The resulting filter structure is narrow and long. The actual input and output (not the tap location, obviously) can be located virtually anywhere along the filter’s length or can come up from underneath the board, making the filter even narrower. A folded version, shown in Figure 11 , is also possible and brings the filter’s size more in line with the interdigital filter. The filter’s frequency response is shown in Figure 12 . The dielectric medium for the three filters is 31-mil-thick FR4. All the FR4 filters have resonators 50 mils in width and a quarter-wave long at 1 GHz. Insertion loss for both filters is 2 dB.
Several new experimental filter types have been proposed and discussed. First, two six-section, 5.5 GHz filters, both created by rearranging the resonators of a six-section interdigital filter, were built and their frequency responses were compared to the response of a seven-section interdigital filter of the same frequency. One of the new filters has transmission zeroes created by internal cross coupling. Next, a six-section, 1 GHz filter with transmission zeroes created by internal cross coupling was built. The frequency response of this filter, a derivative of the 1 GHz interdigital filter, was compared to that of the six-section interdigital filter. These 1 GHz filters were constructed on FR4 dielectric.
All of the filters were experimental; some were aligned with tweaks, so much more work needs to be completed. In the future, electromagnetic field solvers such as Sonnet will have to be used to model all of the parasitic coupling that takes place in the cross-coupled versions accurately and to develop coupling coefficient vs. via spacing information. The proposed filters provide engineers with some options offering steeper stop-band attenuation and no compromise in insertion loss. The 5.5 GHz alumina versions are also compact and, in fact, would be more compact than interdigital filters at higher frequencies.
The author wishes to thank Richard Ranson and Dan Swanson, as well as Todd Patterson for auto routing the FR4 boards.

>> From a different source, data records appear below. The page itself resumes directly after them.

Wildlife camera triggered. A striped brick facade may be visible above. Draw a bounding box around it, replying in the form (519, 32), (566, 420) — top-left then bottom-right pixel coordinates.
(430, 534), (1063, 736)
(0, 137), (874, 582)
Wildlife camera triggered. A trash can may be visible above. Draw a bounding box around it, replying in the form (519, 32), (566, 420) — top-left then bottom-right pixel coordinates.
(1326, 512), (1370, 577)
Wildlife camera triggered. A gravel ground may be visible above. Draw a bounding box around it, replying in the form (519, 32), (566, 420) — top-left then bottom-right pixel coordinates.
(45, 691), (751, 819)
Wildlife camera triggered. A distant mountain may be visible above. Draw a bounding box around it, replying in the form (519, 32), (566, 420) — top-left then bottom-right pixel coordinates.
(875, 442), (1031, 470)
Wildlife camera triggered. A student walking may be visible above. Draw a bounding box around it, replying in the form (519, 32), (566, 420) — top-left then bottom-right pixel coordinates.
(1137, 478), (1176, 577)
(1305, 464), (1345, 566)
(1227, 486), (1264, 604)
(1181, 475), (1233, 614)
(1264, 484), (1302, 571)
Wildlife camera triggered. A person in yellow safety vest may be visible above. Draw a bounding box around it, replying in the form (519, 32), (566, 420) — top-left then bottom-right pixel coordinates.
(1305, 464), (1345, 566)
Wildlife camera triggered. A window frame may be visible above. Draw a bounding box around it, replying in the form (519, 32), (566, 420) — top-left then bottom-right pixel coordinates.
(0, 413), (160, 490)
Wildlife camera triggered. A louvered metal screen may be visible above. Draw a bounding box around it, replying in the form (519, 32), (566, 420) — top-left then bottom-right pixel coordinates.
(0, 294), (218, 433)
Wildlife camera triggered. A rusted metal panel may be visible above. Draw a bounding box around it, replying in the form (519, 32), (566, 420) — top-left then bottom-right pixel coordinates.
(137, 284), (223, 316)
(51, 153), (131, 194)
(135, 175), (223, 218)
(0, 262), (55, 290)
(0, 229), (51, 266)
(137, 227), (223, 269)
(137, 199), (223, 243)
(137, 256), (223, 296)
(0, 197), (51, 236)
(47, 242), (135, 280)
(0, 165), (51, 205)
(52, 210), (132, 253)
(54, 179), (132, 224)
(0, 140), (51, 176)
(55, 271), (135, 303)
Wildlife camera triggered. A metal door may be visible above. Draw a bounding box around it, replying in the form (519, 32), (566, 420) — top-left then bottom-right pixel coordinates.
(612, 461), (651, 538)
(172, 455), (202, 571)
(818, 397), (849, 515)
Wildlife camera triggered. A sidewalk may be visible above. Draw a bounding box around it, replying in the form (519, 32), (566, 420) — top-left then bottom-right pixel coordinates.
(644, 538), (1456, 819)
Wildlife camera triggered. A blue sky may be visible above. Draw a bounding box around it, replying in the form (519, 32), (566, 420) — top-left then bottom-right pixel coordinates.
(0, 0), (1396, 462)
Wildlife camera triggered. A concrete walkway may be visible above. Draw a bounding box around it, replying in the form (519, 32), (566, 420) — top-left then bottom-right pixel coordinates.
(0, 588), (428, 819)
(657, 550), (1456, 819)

Marinus (Ron) Korber is a staff scientist at Watkins-Johnson Co. and head of YIG devices engineering. He has 30 years of experience in various microwave product areas. In the last four years, Korber has been a designer in the microwave miniature receiver group, designing various microstrip and coaxial resonator components, particularly filters. Previously, most of his time was spent designing YIG filters and oscillators.